Julie provided comfort, he said, telling him that it was “okay” to stop his pursuit and that he had done more than anyone else would’ve done.
“I was like, ‘I can’t stop!’” he said. “There’s a way and there’s still a little bit of time and I’m not dead. You know, if you’re still breathing, you’ve got to keep kicking forward.”
Despite his persistent nature, the denials kept coming in — five, to be exact. He was encouraged to check into other military branches, he said, but he wanted to be an Airman in the Air Force.
Good news finally arrived in late October 2020 — just after his 40th birthday — that his medical waiver had been approved. But, he had technically aged out of enlisting. He said his recruiter at the time said an age waiver wasn’t going to happen.
Where there’s a will, though, there’s a way.
McCullough said he was able to use his brief BMT experience as part of his age waiver package, and was ultimately given the green light for military service. His second round of basic military training began April 20, 2021.

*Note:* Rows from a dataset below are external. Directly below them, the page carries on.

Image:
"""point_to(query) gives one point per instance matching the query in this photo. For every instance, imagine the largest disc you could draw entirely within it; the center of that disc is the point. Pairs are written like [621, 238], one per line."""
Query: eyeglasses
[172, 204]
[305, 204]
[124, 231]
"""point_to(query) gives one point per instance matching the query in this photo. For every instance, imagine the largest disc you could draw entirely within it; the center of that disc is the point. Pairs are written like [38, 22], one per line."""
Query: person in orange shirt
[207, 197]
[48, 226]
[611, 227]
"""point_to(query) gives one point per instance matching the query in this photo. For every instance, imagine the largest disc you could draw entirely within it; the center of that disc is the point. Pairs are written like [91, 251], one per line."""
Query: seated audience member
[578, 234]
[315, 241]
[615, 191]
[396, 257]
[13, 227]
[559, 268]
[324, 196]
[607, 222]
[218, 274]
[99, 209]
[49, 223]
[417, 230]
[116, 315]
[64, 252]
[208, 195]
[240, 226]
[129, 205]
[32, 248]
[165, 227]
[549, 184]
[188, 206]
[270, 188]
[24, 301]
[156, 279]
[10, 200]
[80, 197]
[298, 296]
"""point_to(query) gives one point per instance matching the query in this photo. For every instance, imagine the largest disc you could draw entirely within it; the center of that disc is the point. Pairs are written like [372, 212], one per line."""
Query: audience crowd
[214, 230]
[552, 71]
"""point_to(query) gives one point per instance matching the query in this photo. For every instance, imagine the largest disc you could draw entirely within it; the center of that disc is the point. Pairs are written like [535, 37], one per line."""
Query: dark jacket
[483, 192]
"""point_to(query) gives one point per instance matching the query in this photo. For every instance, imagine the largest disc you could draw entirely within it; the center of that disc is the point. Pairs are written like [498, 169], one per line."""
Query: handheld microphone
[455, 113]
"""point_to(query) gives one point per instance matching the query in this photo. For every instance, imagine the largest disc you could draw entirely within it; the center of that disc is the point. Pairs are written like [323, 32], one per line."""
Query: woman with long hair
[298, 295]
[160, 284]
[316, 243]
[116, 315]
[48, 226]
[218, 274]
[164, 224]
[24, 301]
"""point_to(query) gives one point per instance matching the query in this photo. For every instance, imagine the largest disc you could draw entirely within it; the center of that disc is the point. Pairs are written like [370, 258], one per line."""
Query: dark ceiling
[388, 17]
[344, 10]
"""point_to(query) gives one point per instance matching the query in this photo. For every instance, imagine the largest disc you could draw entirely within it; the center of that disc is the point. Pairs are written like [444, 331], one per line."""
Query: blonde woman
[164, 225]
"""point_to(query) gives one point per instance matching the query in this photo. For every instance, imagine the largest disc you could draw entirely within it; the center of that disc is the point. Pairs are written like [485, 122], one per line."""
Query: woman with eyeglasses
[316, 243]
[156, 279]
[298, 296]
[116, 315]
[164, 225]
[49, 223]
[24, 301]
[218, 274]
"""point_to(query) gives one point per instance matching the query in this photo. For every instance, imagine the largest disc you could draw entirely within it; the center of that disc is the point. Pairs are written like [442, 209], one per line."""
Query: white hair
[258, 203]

The resilient Airman graduated technical training from the 365th Training Squadron in September 2021, realizing his goal of becoming a productive Airman in the Air Force Reserves. He didn’t just graduate, though. He “aced” the bomber/special avionics surveillance course, scoring 100 percent in all blocks of instruction.
McCullough encouraged others to not give up when faced with adversity. Push through and fight to attain goals.
“You’ve got to do your best in whatever you do,” he said. “You’ve got to help other people around you be their best. You’ve got to put that effort in.”